Голод

22
18
20
22
24
26
28
30

– Знаешь, Рид, что с тобой не так? Людей ты не понимаешь вообще.

– За тобой послушно пойдут только овцы. Остальные считают, что обойдутся и без тебя.

– Эти тебя слушать не будут, если заставить не сможешь.

Бродяга, без определенных занятий, двадцати пяти лет, Снайдер всю жизнь только и делал, что хулиганил да за коровами бегал с кнутом. Рид на пустом месте, из ничего, создал мебельный бизнес, а во время Войны Черного Ястреба водил роту в бой с сауками и кикапу.

И все-таки Снайдер был совершенно прав: людей Рид не понимал.

Солнце почти зашло, а охотникам до сих пор не попалось никакой живности, даже суслика или хоть одной куропатки, однако никто не осмеливался повысить голос, опасаясь спугнуть удачу. Со страхом вслушиваясь в праздную болтовню идущих впереди, Рид беспокоился все сильней и сильней: разговоры Снайдера с Эллиотом с каждой минутой внушали все меньше доверия. Зная, что Рид все слышит, Снайдер нарочно, жестокой забавы ради, дразнил его. Однако чего же он намеревался достичь вечером накануне? Предостеречь Рида? Припугнуть?

– Люди делятся на два сорта. На овец и тех, кто их режет. Гляди, не забудь, из каких я.

Да, если Снайдер что-либо и умел, так это заставлять людей делать, что ему требуется. Всего-то один взгляд из-под тяжелых век, одно движение могучей руки – и дело в шляпе.

Если б Рид мог повернуть время вспять, ни за что бы с ним связываться не стал. Тут он дал промах и теперь никак не мог выкинуть из головы руки Снайдера, и страх перед ними – огромными, грубыми, сильными – каким-то непостижимым образом превратился в неодолимое, болезненное влечение.

Глупо все это. И, хуже того, – смертельно опасно.

Скажи не то слово не тому человеку, и запросто можешь оказаться в тюремной камере, дожидаясь окружного судьи. О таких случаях Риду рассказывал Эдвард Макги. Приходится ухо держать востро и действовать по возможности…

– Бог ты мой! – зло, во весь голос вскричал Снайдер и разразился замысловатой руганью.

Собачонка Хэллорана жалобно заскулила, и Рид ускорил шаг. Может, им наконец дичь подвернулась?

Однако за поворотом Рида ожидало такое зрелище, что желудок чудом не вывернуло наизнанку. Меж двух деревьев висели останки мертвого тела: запястья туго стянуты веревками, плечи развернуты в стороны орлиными крыльями, шея обмякла, голова безжизненно склонена книзу… и это практически все. Конец спинного хребта болтался в воздухе так, что позвонки казались бусинами на шнурке. Мяса на позвонках почти не осталось. Внизу, на земле, белели продолговатые кости ног пополам с осколками ребер, буйно истоптанная трава почернела от запекшейся крови.
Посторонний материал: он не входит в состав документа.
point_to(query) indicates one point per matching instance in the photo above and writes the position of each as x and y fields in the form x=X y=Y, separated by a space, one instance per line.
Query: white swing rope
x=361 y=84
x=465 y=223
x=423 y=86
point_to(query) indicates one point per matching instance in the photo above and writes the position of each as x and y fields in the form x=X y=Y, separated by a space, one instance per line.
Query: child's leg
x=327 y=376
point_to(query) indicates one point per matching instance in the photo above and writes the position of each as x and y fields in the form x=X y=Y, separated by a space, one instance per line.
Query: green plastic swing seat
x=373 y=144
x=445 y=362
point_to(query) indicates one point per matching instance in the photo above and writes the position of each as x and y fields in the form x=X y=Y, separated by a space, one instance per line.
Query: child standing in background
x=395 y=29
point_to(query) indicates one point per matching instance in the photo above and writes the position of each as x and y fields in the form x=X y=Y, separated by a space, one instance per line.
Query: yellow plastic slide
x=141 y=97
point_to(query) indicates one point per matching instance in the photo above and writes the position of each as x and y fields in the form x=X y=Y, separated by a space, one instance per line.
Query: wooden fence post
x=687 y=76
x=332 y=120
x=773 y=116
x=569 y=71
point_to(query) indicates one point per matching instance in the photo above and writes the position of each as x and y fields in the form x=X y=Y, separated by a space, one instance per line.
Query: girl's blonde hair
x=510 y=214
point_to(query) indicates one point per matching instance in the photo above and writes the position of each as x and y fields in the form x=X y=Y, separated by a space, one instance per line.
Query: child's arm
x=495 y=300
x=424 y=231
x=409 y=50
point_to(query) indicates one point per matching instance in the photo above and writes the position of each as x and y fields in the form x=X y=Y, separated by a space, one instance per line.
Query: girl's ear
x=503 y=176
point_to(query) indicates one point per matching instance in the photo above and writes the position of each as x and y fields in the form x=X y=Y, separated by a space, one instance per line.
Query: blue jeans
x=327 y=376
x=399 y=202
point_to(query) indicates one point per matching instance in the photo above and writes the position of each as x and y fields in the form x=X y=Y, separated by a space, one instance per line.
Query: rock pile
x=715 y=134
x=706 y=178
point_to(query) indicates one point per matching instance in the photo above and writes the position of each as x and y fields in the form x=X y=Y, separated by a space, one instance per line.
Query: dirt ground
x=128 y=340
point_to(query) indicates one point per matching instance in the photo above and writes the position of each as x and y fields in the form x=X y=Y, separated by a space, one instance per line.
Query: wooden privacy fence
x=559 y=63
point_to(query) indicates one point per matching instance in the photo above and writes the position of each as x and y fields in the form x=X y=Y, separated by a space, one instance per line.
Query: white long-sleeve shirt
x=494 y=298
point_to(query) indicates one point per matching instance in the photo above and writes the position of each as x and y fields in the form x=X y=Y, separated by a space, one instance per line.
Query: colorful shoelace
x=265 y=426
– Это еще что за дьявольщина? – выдохнул Милт Эллиот, едва не споткнувшись о крохотного терьера Хэллорана, принюхивающегося к костям.

Рид никак не мог отвести взгляда от головы мертвого, превращенной мухами в кровавое месиво. Какие-то твари (птицы?) добрались и до глаз. Страшная, должно быть, смерть… хотя поди знай – может, умирать от голода и жажды еще того хуже. Однако молчать нельзя. Надо бы высказаться, пока Снайдер, Эллиот и Хэллоран не принесли новости в лагерь и там все черти с цепи не сорвались.

– Гастингс об этом рассказывал, – сказал он. – Это все краснокожие. Какой-то индейский обряд.

– Обряд? – прорычал Снайдер. – Что за обряды такие, мать их?..

Обнажив огромный охотничий нож, он принялся пилить одну из веревок, пока та не поддалась. Труп маятником качнулся влево, освобожденная рука мертвого чиркнула по земле.

Рид не сказал ничего. О страхах Гастингса они со Стэнтоном договорились никому не рассказывать. «Какая-то тварь идет по следу обоза»… да это только сильнее всех перепугает! Впрочем, ответа Снайдер явно не ожидал: подобно многим другим, индейцев он боялся и разобраться в каких-либо их поступках даже не пробовал.